By 1956, Lt Col Chitnis had put in about 14 years of service and had been promoted to the rank of a Lt Col. In 1956, he had become commanding officer of 1/3 Gorkha Rifles (since Independence, part of the Indian Army) and was serving in the northeastern border of the country.

==Naga Hills attack==
During 1956, Lt Col Jagannath Raoji Chitnis was posted in Nagaland as Commanding Officer of 1/3 Gorkha Rifles. On 14 June 1956, Lt Col Chitnis accompanied by Subedar Major Nain Singh was heading towards Zunhebeto from Mokokchung with a treasury chest containing the pay of the battalion. There was a convoy of eight jeeps with a platoon as escort. On nearing the 21st km milestone, around 100 Naga rebels belonging to Gen Kaito Sema's Federal Army opened fire on the middle jeep of the convoy. These rebels were heavily armed with LMGs (Light Machine Guns), sten guns and rifles. The sudden attack resulted in three of the jeeps getting isolated.
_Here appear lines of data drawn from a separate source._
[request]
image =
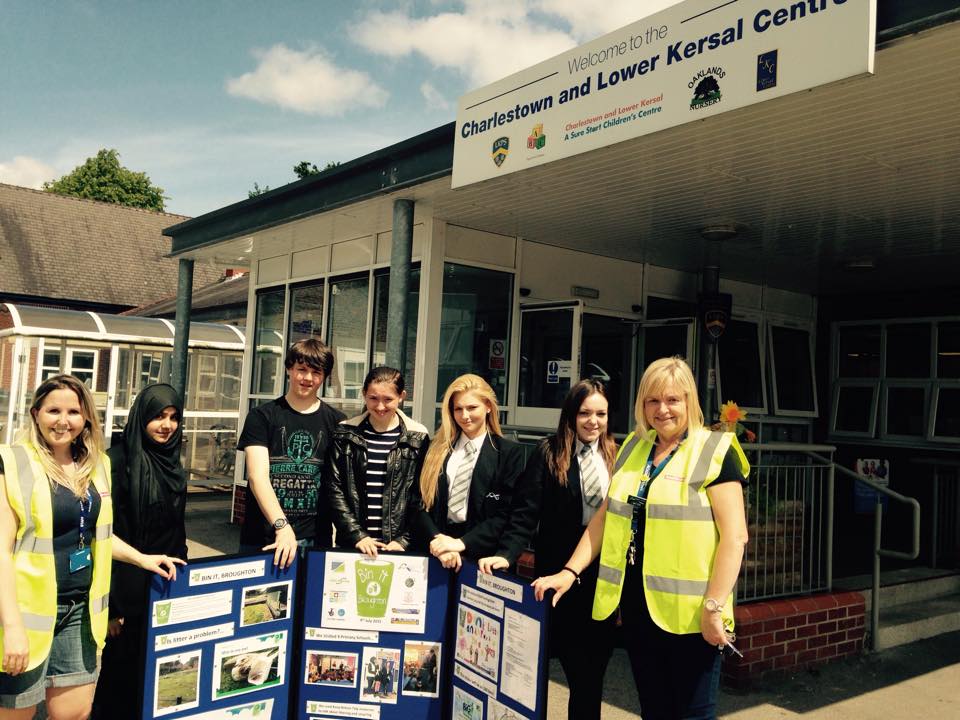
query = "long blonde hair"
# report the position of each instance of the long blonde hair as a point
(449, 431)
(661, 374)
(86, 448)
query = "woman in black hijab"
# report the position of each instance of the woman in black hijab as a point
(149, 498)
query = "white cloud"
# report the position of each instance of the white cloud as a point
(490, 39)
(306, 81)
(27, 172)
(435, 99)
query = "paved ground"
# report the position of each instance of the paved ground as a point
(920, 680)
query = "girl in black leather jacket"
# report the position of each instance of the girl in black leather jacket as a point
(375, 460)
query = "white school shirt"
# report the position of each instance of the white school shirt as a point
(456, 459)
(597, 459)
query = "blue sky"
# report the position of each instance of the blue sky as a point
(209, 96)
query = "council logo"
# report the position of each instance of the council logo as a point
(706, 88)
(537, 140)
(766, 70)
(501, 148)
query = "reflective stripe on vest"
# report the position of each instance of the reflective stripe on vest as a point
(679, 519)
(30, 498)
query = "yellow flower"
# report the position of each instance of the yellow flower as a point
(730, 412)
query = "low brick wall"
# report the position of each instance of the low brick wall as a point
(786, 635)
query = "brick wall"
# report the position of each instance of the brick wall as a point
(786, 635)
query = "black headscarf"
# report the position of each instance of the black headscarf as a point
(153, 471)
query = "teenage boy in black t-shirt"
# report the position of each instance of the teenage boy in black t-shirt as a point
(285, 446)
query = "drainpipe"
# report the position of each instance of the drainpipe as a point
(401, 249)
(181, 335)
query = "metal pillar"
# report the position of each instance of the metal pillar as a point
(400, 252)
(181, 336)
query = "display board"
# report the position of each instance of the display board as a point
(498, 643)
(219, 640)
(373, 637)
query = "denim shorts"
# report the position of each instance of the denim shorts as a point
(72, 661)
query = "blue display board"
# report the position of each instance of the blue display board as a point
(373, 637)
(498, 648)
(220, 639)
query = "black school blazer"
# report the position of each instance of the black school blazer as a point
(492, 486)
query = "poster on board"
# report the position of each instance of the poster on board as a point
(219, 640)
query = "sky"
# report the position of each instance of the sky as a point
(209, 97)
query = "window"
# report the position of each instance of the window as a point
(476, 312)
(347, 336)
(306, 312)
(381, 304)
(740, 375)
(268, 350)
(793, 380)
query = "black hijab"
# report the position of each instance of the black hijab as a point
(153, 471)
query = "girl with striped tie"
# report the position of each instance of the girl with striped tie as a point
(468, 479)
(375, 460)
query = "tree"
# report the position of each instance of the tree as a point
(103, 178)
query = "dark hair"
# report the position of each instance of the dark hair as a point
(384, 374)
(310, 352)
(559, 448)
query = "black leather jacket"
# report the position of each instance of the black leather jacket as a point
(344, 481)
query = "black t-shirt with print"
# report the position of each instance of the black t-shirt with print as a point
(298, 445)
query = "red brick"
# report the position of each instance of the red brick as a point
(774, 624)
(784, 635)
(785, 661)
(774, 651)
(807, 631)
(797, 645)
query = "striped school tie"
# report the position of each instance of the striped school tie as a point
(592, 493)
(461, 484)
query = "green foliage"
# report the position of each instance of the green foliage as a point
(103, 178)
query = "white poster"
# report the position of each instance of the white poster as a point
(387, 593)
(695, 59)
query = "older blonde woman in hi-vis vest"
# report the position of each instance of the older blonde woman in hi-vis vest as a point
(56, 547)
(670, 537)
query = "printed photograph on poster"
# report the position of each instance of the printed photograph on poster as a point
(331, 668)
(380, 679)
(478, 641)
(498, 711)
(247, 665)
(421, 668)
(466, 706)
(387, 593)
(259, 710)
(177, 685)
(265, 603)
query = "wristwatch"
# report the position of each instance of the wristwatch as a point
(712, 605)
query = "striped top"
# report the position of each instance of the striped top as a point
(379, 446)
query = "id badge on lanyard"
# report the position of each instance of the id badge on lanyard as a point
(81, 558)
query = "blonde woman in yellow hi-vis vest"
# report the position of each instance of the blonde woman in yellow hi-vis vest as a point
(670, 537)
(56, 518)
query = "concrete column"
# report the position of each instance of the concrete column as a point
(401, 249)
(181, 337)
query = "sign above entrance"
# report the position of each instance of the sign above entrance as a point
(690, 61)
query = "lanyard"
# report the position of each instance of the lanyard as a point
(84, 512)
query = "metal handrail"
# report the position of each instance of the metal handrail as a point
(878, 551)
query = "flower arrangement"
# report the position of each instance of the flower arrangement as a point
(730, 417)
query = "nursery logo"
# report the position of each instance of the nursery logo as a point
(501, 148)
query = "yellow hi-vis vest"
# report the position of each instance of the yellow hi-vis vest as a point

Lt Col Chitnis quickly assessed the situation and halted the other five jeeps. He along with four of his soldiers had already sustained injuries in the ensuing gunfire. After quickly assembling his troops, he arranged for covering the incessant firing. Leading from the front and backed by his platoon, he began moving towards the militants’ position amidst ongoing gunfire. About 150 yards short of the rebels’ bunkers, Lt Col Chitnis ordered a counter-attack despite being wounded in the leg. He forged ahead undeterred and attacked the rebels with a bayonet, killing one and injuring another. Thereafter when an LMG opened fire on his party from a flank, he again led a bayonet charge against the LMG post and got critically injured in the stomach. Because of his injuries, he collapsed 15 yards from the rebel bunker but continued to motivate and guide his platoon to the rebel positions.

Lt Col Chitnis died of his injuries, but his troops succeeded in destroying the rebel camp, resulting in 20 rebels killed.

==Ashoka Chakra awardee==
Lt Col Jagannath Raoji Chitnis, on account of his extraordinary courage, exemplary leadership and unparalleled devotion to duty was awarded India's highest gallantry peacetime award, “ Ashok Chakra”. Lt Col J S Chitnis is survived by his son Captain Nandu Chitnis, Master Mariner with the Shipping Corporation of India.